Tuesday, November 23, 2010

Spectrum Follies: It can't be a memory if you never let go

by Bob Herpen
Phanatic Hockey Editor

cue Medieval-sounding lute solos in the background

...and yea, it came to pass under a pewter sky on the penultimate day before the Giving of Thanks, that the domicile of many an athletic competition and electric traveling troubador show did fall, cracked thusly by the crown of ye olde wrecking ball...

...in the days that followed, men wept at the dismantling of the hallowed edifice. A misty drizzle fell constantly. Children were born with antlers and hooves, and a great cry arose from the populace, in dire need of a hero to save them from this sorry state of impending wretchedness.

end music

In reality, Tuesday afternoon on Pattison Avenue, it was merely Day 253 of the ongoing end-of-the-Spectrum saga. A wrecking ball hung limply against the brown sardine can for hours, and television viewers were subjected to endless cut-ins until the moment finally...FINALLY arrived when what looked like the top of a turkey baster was raised and crashed through that monument to speed building, if there ever was such a sport.

Famously having taken less than a year to build, apparently it'll be almost two years before the grieving stops.

Though a gaping hole now exists, it will take many, many months to see the walls come tumbling down. And until that day when the very last piece of detritus is removed, we in the Delaware Valley will be subject to continued endless rumination, remembrance and hand-wringing over the Spectrum's way past timely end.

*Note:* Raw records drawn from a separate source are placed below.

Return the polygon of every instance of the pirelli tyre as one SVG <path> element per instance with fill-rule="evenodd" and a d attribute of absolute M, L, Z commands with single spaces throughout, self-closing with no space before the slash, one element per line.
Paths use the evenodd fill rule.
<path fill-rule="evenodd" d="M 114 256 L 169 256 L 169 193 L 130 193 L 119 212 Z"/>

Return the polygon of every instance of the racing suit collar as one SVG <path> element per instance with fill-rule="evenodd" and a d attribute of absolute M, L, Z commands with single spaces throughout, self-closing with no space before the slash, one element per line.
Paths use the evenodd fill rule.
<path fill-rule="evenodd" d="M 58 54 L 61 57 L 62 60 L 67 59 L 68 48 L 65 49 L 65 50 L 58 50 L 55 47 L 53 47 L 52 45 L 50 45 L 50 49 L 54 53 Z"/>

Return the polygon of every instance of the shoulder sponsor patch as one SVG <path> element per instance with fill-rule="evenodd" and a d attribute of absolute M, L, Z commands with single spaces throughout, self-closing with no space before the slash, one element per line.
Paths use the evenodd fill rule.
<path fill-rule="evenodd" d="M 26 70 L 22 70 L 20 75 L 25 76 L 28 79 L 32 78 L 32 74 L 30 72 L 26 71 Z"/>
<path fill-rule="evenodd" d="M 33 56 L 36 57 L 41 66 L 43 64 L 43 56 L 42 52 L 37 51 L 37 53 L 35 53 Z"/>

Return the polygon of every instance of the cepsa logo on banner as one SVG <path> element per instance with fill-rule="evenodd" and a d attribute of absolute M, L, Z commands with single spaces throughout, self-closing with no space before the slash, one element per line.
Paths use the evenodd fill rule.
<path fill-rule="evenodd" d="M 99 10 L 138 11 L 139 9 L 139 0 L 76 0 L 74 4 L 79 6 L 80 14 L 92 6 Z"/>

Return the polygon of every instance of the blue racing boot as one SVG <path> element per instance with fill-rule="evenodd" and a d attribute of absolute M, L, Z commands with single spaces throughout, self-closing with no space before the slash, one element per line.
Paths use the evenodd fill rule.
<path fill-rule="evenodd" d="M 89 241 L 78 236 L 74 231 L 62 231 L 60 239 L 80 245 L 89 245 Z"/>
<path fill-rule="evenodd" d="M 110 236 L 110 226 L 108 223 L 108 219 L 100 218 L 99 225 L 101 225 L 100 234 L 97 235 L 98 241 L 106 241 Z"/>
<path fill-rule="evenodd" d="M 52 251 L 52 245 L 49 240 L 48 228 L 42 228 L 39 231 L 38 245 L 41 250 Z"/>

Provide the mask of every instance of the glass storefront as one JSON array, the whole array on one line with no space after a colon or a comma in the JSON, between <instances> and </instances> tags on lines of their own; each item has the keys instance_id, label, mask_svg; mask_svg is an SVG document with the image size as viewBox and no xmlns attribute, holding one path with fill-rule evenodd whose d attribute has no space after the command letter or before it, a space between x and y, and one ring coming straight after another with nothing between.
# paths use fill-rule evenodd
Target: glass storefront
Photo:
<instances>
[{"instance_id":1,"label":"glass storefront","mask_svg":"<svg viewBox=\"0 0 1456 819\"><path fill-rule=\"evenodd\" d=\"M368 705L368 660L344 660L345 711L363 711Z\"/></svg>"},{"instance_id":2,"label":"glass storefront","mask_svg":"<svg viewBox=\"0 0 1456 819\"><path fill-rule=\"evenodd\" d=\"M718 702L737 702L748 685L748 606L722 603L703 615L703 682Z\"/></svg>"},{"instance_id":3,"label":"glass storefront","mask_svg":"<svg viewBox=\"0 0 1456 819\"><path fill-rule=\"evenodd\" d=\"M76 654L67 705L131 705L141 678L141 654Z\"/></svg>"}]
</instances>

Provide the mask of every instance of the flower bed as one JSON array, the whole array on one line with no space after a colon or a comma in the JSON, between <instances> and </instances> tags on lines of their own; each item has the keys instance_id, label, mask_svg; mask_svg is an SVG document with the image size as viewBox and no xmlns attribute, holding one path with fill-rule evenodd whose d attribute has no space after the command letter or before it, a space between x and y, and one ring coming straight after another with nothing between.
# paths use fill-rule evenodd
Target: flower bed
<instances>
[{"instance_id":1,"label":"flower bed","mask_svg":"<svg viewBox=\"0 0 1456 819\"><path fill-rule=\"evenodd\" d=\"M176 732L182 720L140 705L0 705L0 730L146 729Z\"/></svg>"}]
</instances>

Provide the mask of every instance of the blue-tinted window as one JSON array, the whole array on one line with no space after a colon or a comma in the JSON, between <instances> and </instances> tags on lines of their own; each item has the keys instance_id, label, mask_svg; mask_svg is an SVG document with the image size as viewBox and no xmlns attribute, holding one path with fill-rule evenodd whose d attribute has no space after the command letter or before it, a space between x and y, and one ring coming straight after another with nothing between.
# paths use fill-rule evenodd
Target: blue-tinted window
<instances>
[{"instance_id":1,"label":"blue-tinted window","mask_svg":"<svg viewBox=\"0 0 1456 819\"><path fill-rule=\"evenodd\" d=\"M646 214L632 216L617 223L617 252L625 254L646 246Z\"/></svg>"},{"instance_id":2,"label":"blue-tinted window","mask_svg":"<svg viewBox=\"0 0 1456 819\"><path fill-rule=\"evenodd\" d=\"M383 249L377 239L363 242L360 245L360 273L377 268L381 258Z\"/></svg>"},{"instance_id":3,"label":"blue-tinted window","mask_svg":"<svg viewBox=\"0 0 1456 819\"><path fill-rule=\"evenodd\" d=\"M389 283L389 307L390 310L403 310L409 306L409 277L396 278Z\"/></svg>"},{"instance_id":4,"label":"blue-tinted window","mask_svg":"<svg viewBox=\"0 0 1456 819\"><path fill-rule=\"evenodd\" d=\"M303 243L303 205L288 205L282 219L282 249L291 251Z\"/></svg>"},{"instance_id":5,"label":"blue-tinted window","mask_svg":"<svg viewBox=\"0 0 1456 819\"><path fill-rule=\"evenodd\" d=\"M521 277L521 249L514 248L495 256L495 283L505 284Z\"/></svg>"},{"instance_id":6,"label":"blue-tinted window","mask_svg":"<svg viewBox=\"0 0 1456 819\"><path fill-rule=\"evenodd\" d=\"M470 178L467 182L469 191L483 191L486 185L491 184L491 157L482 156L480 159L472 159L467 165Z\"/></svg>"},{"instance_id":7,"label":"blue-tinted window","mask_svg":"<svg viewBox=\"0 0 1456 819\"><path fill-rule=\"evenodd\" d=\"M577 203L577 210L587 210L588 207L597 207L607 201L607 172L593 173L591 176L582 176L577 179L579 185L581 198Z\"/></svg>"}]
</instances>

It doesn't matter if Ed Snider was pressured into seeing his "baby" demolished
to make way for the newest wave of glitzy, centralized entertainment. The endless parade of "lasts" to celebrate the once-venerated venue is getting out of control.

We had the last Phantoms game. The last Flyers game. The last Sixers game. The last NCAA basketball game. The final Bruce, Billy Joel and what's left of the Grateful Dead concerts. The banner lowering after the Cup-era Flyers took one last skate. The final bazillion Pearl Jam shows. Everything but the last mass grope in the cheap seats during "Stairway to Heaven."

And still the process lingers on. One friend who attended the "ceremony" today quipped on Twitter that Doctor J was holding the crowd hostage with his prepared statements.

One more offered that The Doctor was getting the Meryl Streep treatment and
that if it were anyone else, music to cut an acceptance speech short at the Oscars would have played. Yet another wrote that the wrecking ball was so tired, it paused to rest a while on the steps.

They dragged Bernie Parent up there, Bobby Clarke, too. Lou Nolan came back and gave his famous intonations, including Fred Shero's immortal quote from before Game 6 of the 1974 Finals. What's next? A Pelle Lindbergh marionette?

I get the feeling that if grave-robbing weren't taboo, Kate Smith would have been the subject of voodoo revival rites so she could belt out "God Bless America" for the last (first?) time.

If you're constantly awash in nostalgia, you can't move on. It can't be a memory if you don't let go.

Wolfgang Peterson should be in line for some royalties here, because Comcast-Spectacor is straight-up swiping his idea for The Neverending Story -- plucking it straight from Fantasia planting it into Flyersixerdom.

Adam Sandler could get some points on the front end, because this lingering insanity is just the stadium version of his old "Denise Show" skit from Saturday Night Live.

It's not like legions of Philadelphians can't dip back into the memory well thanks to VHS, and DVD and website comment sections. But just in case, Channels 3, 6, 10, 17, 29 and the irrepressible Channel X will have every Top 10 list of best Spectrum moments in existence on an endless, maddening loop.

There's the book too, if you didn't know already. The cover is white and banded in the same colors that make up the visible spectrum (get it? huh? yeah? right?).

Snider said he didn't want to look when the hammer was brought down on the weathered brick. Well, maybe we don't want to see anymore either. Enough already. Bring the sucker down, and let's not have a media circus beating it into the ground.